The next edition of the Olympic and Paralympic Games is going to take place in 2020, Tokyo, Japan (Tokyo 2020). In the run-up to this major sports event, various sports organizations have taken up social responsibility projects, among others the Netherlands Olympic Committee and Netherlands Federation for Sports (NOC*NSF). LeidenAsiaCentre has been granted access by the NOC*NSF to their social inclusion project aimed at the Tokyo 2020 Games. This project targets access to sports for disabled persons in Japan.
LeidenAsiaCentre has been requested to provide a scholarly interpretation of the Japanese context with regard to social issues surrounding disabled persons and sports. In this context and in consideration of the project participants’ goals, the question the proposed research attempts to answer is: How is access to sports for disabled persons institutionally configured and influenced by dominant discourses on disability in Japan, and how do social projects targeting social inclusion in sports for disabled persons function in this context?
The Game Changer project is initiated by the NOC*NSF, the main partner of the LeidenAsiaCentre in this project. Several Japanese organizations such as the Japan Sport Council and local municipalities have expressed a desire to restructure their sports’ institutions based on what is perceived as the ‘Dutch model’. The Game Changer project’s main aim and slogan is to “use sports to change society” (supōtsu wo tsūjite shakai wo kaeru). Combining visits from Dutch experts and Paralympians to Japan, and reverse trips of Japanese government officials to Dutch sports facilities, the project aims to “share knowledge” for the improvement of sports access for disabled athletes.
This project grants insight into which factors will or will not initiate change towards social inclusiveness for disabled persons in Japan, specifically within the context of access to sports. The project contains two programs divided geographically: the Japanese program and the Dutch program.
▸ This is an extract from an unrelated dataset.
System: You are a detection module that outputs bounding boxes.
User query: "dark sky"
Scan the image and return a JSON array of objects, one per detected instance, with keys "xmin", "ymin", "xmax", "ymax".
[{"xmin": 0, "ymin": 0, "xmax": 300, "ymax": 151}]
The first stage of the research projects focuses on the mainstream discourses on disability dominant in Japanese society, and for comparative measure when appropriate in Dutch society. The second stage consists of an historical contextualization of policymaking and disability in Japan. This project will run up until the Tokyo Paralympics in 2020, and will include yearly reports and conferences open to the general public.